If you read any of my blogs you’ll know that I’m very much in favor of globalization. I embrace it. There are smart people all over the world; I think cross-pollination of ideas is a good thing; and regardless of anyone’s opinion, it’s here to stay. I also agree with (and this is the only time you’ll get me to say that) Paul Krugman, a critic of these rankings, “The world’s leading nations are not, to any important degree, in economic competition with each other.”
All that said, I’m a very competitive person by nature and I like the idea of the U.S. being in the top position. In 1989, when Japan was ranked #1, everyone here in the U.S. was scared to death. Today, Japan is ranked #17 and people don’t seem to really care. I don’t want that to happen to us.
A lot of experts will argue that the current U.S. economy echoes that of Japan before its downslide. IMD economist Professor Stephane Garelli points out, “In 1989, Japan was unassailable…Then all hell broke loose: the stock market went into reverse in 1989, land prices collapsed in 1992, credit cooperatives and regional banks came under attack in 1994, large banks teetered on the edge of bankruptcy in 1997 and a major credit crunch occurred in 1998. Does that ring a bell?”
He, of course, is pointing at the U.S. economy after the subprime mortgage crisis.
But at the same time, he is quick to say that the comparison to the U.S. and Japan is not airtight, “because of its openness, resilience and entrepreneurship, it [the U.S.] always finds the means to reinvent itself in ways that Japan and much of Europe often lacks.”

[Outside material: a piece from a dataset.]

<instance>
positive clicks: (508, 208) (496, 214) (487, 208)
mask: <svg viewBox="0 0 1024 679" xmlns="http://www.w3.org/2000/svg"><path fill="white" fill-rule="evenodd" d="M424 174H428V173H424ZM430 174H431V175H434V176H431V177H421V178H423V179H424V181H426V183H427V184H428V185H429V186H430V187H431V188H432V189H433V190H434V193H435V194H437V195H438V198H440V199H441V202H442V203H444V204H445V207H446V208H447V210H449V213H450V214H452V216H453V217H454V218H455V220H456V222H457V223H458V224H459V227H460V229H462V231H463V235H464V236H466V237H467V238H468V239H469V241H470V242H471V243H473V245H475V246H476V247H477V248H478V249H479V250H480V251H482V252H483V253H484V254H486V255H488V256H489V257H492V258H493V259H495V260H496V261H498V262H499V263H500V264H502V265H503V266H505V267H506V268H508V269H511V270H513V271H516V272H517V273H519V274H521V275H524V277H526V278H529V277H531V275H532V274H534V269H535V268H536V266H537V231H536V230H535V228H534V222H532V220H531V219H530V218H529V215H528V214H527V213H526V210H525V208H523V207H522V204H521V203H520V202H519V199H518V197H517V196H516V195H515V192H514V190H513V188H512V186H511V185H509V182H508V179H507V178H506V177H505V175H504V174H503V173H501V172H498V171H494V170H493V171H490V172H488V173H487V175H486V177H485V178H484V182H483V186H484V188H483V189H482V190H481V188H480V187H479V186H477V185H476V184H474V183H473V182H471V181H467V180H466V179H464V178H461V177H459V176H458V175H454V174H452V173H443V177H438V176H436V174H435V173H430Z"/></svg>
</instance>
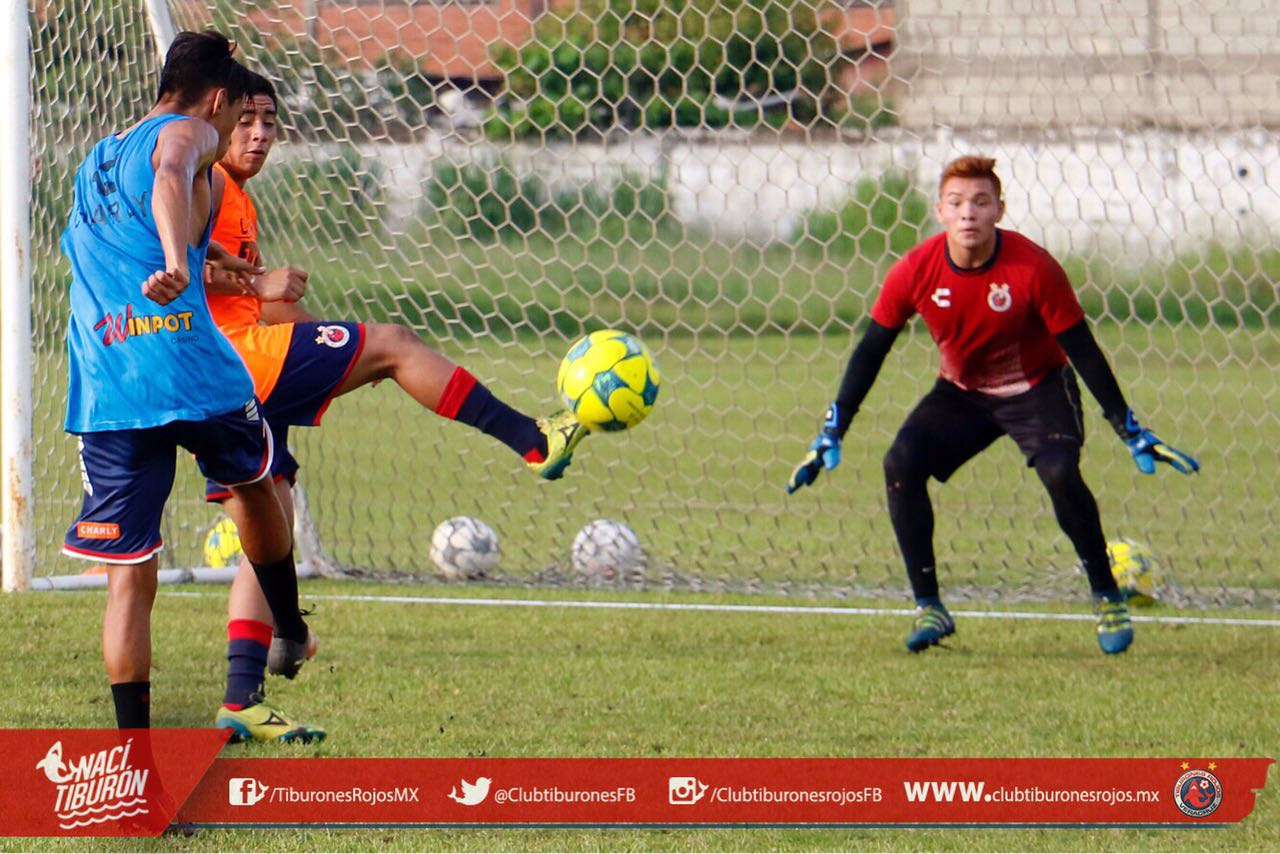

I believe that is true for the mortgage industry in the U.S. Openness, resiliency, and entrepreneurship will dictate how competitive this industry will become as it rebuilds itself. Will it garner the trust and envy of the global community and its investors? I think innovation will play an important key in the market future success.
Technical innovation will come not from just from digitizing a paper-based process. Real innovation will come from using technology to turn the industry upside down. From people making decisions with limited information, transformed to data over the network, processing the decision itself.
People fill the gap because decisions need to be made on very little information – only a few loans in a pool are verified before being sold; underwriting decisions are based on a few submitted documents and a credit report; appraisals are accepted from standalone contractors; brokers and consumers are taken at their word alone.
The point of sale, the loan processing system, the pricing engine, the underwriting engine, the vendor services, and the network transactions themselves will morph into one. And this “one” will reside not in a single standalone lender, or amongst a limited consortium, but be readily available in the cloud. And in this way, the entire industry moves forward.
This move towards greater efficiencies through innovation has happened before in other verticals like airline travel, securities trading, and retail. These industries rebuilt themselves over the last few decades, and remain competitive globally today.
I’m not saying technology innovation will in itself create a stronger, more competitive mortgage industry. However, as Professor Garelli says, open and resilient entrepreneurs and leaders in any industry must willfully choose to innovate out of doing things the old way.